Pharra

Tuesday, December 11, 2007

Penny Arcade Artist's WWII Veteran Grandfather Speaks

"Gabe" / Mike had his aunt conduct an interview with his grandfather, a World War II navy veteran. Please read it.

At the end I noticed three important things:

  1. Everything he had from the war was lost. He came home with the clothes on his back - his medals, his souvenirs, his diary were all lost. This creates a larger disconnect when you have nothing to hold on to; it's all in the mind, and coming home to the United States was different than Great Britain.
  2. Once home, he married, returned to his job and stayed there his whole career.
  3. He doesn't like WWII "First-Person Shooters" because the only interactivity is killing each other with guns (phrased differently but this is the core).
This made me think of the cyclical nature of the human experience. Prior to The Great World War (One), war was romanticized. Many Europeans wanted to fight. They were in for a rude awakening thanks to modern warfare and outmoded military generals and their tactics.
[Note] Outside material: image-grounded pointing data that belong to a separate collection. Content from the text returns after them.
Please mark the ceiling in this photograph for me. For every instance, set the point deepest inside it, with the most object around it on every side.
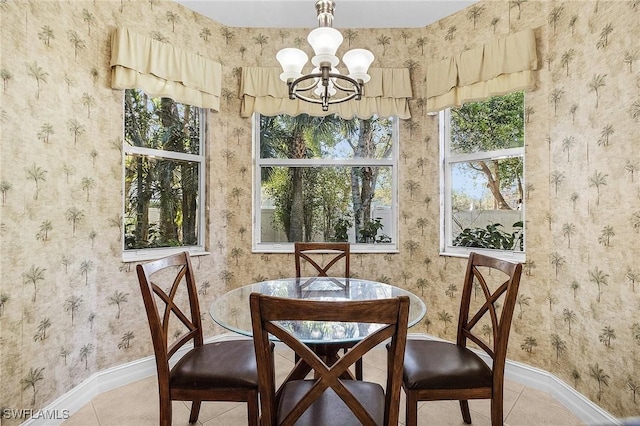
(348, 13)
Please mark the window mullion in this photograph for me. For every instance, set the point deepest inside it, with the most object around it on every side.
(158, 153)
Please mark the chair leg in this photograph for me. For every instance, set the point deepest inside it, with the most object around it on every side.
(496, 412)
(195, 411)
(464, 407)
(165, 410)
(412, 409)
(359, 369)
(253, 413)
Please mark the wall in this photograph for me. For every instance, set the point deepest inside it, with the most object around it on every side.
(50, 173)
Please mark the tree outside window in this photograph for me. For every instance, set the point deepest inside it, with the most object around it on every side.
(163, 173)
(325, 179)
(482, 144)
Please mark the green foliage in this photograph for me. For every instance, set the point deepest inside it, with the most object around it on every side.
(341, 229)
(369, 232)
(491, 237)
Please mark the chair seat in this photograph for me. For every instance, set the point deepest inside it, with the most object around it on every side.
(226, 364)
(329, 409)
(440, 365)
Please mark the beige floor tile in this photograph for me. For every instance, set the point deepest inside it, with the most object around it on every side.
(85, 416)
(536, 408)
(137, 404)
(235, 417)
(210, 410)
(483, 406)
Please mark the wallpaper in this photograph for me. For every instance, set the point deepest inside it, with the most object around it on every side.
(70, 308)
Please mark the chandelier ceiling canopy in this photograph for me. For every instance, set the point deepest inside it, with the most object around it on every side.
(325, 85)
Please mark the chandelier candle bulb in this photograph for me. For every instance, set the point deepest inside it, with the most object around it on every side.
(358, 62)
(292, 61)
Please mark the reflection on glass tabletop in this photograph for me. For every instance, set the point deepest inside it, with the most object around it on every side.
(231, 310)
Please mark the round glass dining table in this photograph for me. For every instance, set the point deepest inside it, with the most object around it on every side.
(231, 310)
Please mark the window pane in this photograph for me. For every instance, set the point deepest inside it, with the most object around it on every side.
(495, 124)
(161, 202)
(161, 123)
(486, 203)
(331, 137)
(325, 204)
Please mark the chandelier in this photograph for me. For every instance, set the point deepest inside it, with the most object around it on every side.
(325, 85)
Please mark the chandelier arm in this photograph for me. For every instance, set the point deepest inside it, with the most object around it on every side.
(329, 102)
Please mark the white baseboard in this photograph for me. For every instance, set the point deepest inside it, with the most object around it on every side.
(122, 375)
(574, 401)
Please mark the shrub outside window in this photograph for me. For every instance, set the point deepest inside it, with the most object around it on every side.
(325, 179)
(482, 175)
(163, 176)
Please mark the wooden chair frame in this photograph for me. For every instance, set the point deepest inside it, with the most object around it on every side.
(267, 311)
(306, 250)
(159, 326)
(497, 350)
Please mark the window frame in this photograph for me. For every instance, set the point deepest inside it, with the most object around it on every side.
(135, 255)
(287, 247)
(446, 160)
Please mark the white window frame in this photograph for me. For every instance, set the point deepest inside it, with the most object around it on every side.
(446, 160)
(286, 247)
(136, 255)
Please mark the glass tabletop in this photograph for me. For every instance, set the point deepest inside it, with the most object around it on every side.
(231, 310)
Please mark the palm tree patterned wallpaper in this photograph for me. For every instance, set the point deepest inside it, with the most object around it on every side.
(70, 308)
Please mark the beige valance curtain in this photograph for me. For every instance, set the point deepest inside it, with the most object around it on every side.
(386, 94)
(163, 70)
(496, 68)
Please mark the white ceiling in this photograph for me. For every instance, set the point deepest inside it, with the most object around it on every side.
(348, 13)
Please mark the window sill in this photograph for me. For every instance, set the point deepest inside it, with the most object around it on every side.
(511, 256)
(130, 256)
(354, 248)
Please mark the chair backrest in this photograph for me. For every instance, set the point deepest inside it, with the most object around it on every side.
(168, 301)
(313, 253)
(488, 301)
(268, 314)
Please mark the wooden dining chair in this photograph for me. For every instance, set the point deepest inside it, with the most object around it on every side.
(322, 257)
(328, 398)
(435, 370)
(338, 256)
(219, 371)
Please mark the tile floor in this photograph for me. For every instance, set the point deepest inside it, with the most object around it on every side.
(137, 405)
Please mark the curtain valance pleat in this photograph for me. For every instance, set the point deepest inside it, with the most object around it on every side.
(496, 68)
(386, 94)
(163, 70)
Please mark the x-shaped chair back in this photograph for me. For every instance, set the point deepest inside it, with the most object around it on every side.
(270, 316)
(334, 251)
(497, 299)
(162, 305)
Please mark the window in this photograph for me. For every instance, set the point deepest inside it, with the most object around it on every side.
(325, 179)
(482, 150)
(163, 176)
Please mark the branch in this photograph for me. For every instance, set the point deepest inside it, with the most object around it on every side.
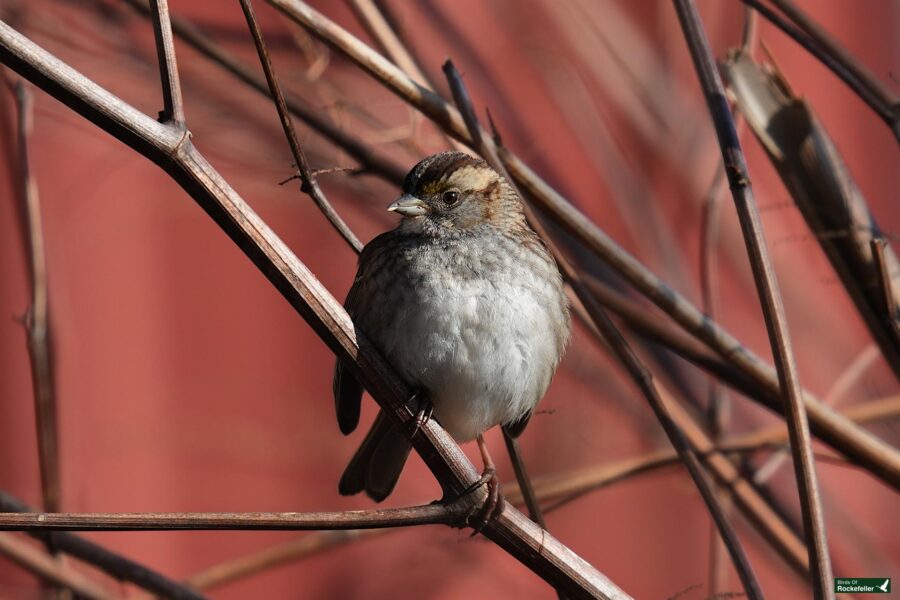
(567, 486)
(37, 320)
(173, 109)
(864, 448)
(309, 183)
(256, 562)
(114, 564)
(620, 347)
(47, 568)
(769, 295)
(454, 513)
(812, 170)
(369, 158)
(381, 31)
(173, 151)
(812, 37)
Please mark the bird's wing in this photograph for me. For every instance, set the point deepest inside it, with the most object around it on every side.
(346, 387)
(516, 428)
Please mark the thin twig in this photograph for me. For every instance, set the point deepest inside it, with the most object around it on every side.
(114, 564)
(886, 283)
(309, 183)
(825, 48)
(369, 158)
(430, 514)
(267, 558)
(617, 343)
(770, 298)
(37, 321)
(865, 449)
(564, 487)
(175, 153)
(173, 109)
(719, 402)
(43, 565)
(380, 29)
(525, 486)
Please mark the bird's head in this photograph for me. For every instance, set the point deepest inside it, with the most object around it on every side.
(452, 193)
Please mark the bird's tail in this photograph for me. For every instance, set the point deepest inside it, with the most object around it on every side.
(376, 466)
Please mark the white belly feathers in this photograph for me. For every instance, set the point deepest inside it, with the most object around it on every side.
(488, 346)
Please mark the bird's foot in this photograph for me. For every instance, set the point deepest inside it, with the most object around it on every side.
(424, 412)
(479, 516)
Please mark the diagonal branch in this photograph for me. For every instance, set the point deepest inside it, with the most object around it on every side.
(173, 151)
(861, 446)
(114, 564)
(567, 486)
(43, 565)
(37, 319)
(309, 183)
(368, 157)
(769, 295)
(619, 346)
(830, 53)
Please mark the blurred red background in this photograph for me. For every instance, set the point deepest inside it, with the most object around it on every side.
(185, 382)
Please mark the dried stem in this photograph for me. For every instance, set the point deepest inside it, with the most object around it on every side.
(307, 545)
(770, 298)
(826, 49)
(886, 282)
(309, 183)
(719, 402)
(172, 150)
(429, 514)
(526, 488)
(114, 564)
(369, 158)
(380, 29)
(864, 448)
(565, 487)
(37, 320)
(173, 108)
(617, 343)
(32, 559)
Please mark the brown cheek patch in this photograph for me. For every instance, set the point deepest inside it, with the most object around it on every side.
(491, 195)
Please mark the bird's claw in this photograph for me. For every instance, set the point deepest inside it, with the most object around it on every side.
(424, 411)
(479, 516)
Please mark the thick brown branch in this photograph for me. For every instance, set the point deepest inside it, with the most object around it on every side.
(309, 183)
(431, 514)
(170, 148)
(769, 295)
(865, 449)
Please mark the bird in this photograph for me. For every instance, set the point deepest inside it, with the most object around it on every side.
(465, 301)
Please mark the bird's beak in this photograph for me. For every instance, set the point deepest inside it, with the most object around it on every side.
(409, 206)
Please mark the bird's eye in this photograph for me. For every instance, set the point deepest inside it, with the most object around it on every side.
(450, 197)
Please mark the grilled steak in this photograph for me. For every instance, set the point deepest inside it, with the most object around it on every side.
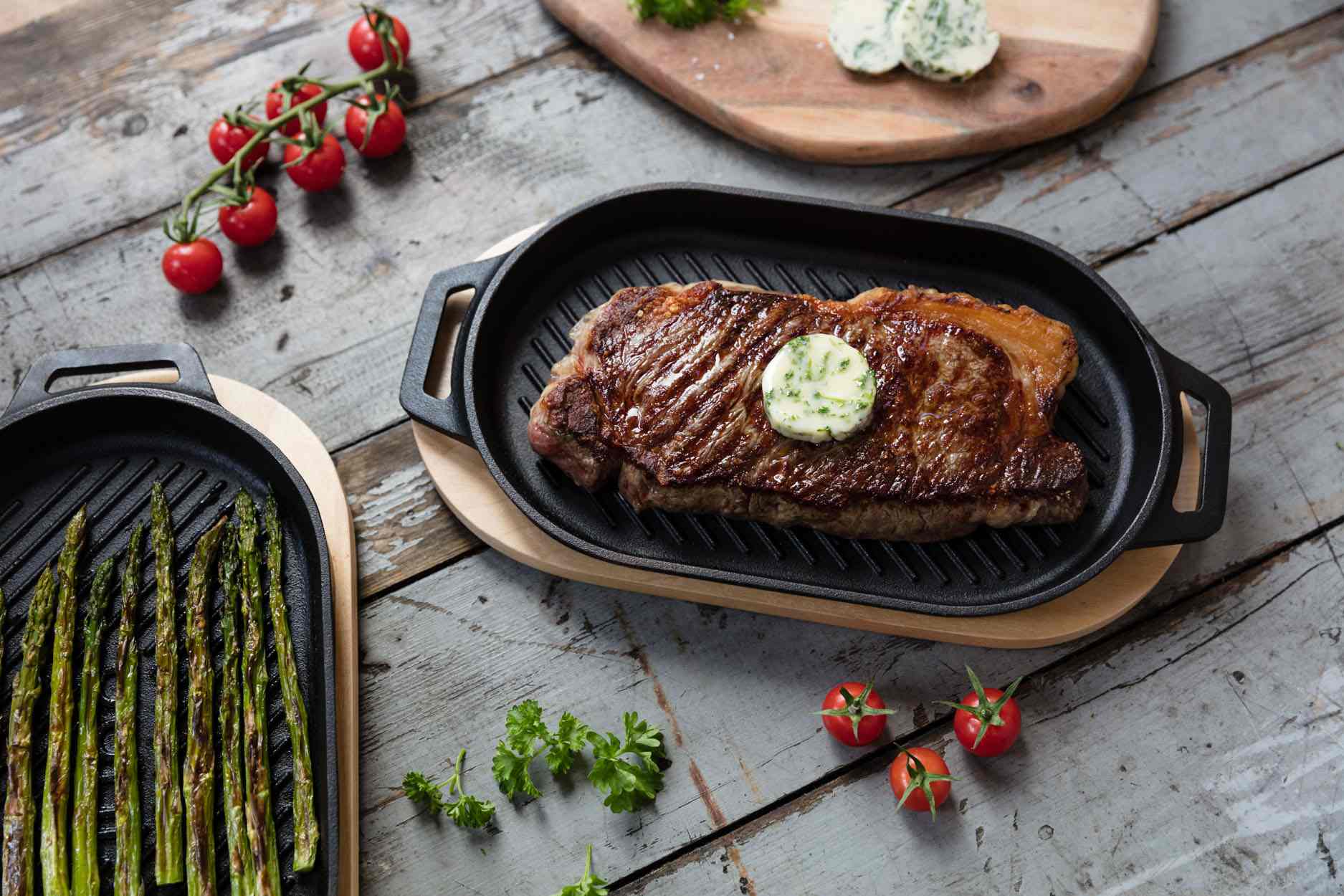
(662, 393)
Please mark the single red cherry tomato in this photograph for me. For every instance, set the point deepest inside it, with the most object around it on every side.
(250, 224)
(852, 712)
(389, 128)
(323, 167)
(301, 93)
(367, 50)
(920, 779)
(226, 140)
(988, 720)
(195, 267)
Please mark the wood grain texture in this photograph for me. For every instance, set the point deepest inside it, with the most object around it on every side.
(305, 452)
(1201, 754)
(320, 318)
(399, 523)
(774, 82)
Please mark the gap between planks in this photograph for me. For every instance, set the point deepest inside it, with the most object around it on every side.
(874, 759)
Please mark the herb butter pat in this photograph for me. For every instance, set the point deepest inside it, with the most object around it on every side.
(819, 389)
(945, 39)
(863, 35)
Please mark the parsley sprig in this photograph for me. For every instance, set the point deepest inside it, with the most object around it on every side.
(527, 738)
(628, 768)
(688, 14)
(589, 885)
(628, 785)
(465, 811)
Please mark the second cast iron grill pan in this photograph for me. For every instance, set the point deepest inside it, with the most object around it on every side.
(1123, 409)
(104, 447)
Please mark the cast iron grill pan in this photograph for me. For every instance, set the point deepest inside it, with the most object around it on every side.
(1121, 410)
(104, 447)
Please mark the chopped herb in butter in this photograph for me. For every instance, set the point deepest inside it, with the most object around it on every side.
(832, 402)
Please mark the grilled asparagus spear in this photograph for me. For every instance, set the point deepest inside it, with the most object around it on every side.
(241, 871)
(125, 763)
(198, 771)
(19, 808)
(84, 836)
(55, 797)
(168, 868)
(305, 821)
(261, 822)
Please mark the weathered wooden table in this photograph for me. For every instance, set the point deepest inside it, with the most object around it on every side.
(1193, 746)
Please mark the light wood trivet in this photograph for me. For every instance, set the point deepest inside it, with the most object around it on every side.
(467, 487)
(305, 452)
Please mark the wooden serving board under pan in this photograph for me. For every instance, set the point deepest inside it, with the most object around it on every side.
(467, 487)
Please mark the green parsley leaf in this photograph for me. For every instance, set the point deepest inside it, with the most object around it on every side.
(511, 771)
(422, 791)
(566, 743)
(525, 725)
(628, 785)
(470, 811)
(465, 811)
(589, 885)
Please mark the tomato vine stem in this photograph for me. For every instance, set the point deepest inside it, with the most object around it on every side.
(183, 226)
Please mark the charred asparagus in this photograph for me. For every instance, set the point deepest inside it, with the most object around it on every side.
(305, 821)
(55, 797)
(84, 834)
(199, 768)
(168, 867)
(241, 871)
(125, 763)
(19, 808)
(261, 822)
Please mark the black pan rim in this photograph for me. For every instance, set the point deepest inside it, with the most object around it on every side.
(313, 516)
(1118, 544)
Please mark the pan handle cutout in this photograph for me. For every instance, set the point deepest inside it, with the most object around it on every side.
(1167, 524)
(422, 394)
(113, 359)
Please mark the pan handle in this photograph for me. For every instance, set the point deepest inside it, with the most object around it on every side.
(448, 416)
(1168, 525)
(113, 359)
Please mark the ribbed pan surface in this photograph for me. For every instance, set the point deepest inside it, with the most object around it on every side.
(952, 571)
(1121, 410)
(105, 452)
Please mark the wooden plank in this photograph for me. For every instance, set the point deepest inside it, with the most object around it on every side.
(1181, 325)
(77, 159)
(351, 278)
(1170, 156)
(1199, 754)
(402, 527)
(1252, 315)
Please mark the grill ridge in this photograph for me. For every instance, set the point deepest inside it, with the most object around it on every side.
(978, 563)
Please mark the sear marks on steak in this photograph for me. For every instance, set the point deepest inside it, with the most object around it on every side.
(662, 393)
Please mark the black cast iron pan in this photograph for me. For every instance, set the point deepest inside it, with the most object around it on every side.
(104, 447)
(1123, 410)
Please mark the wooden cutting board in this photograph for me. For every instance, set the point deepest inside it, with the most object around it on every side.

Here too, we see a new generation, unfamiliar with real war, experiencing it as they can. Instead of books, we now have First-Person Shooters.

I, for one, applaud that the (statistically) ignorant masses, victims of the American Public Education System, are seeing something, learning about the weapons, the uniforms and a bit about the places and battles, however imperfect (the proliferation of sub-machine guns in these games is completely unrealistic).

I embrace the fact that we have yet another generation unfamiliar with war, because that is normal. They will go and face (the 2nd Gulf War) and come home different, like Ralph did, amidst a public who still has no freaking clue what it's all about, what they went through, and what life really means.

Most people, unless their eyes are opened in this manner, are just destined to never understand.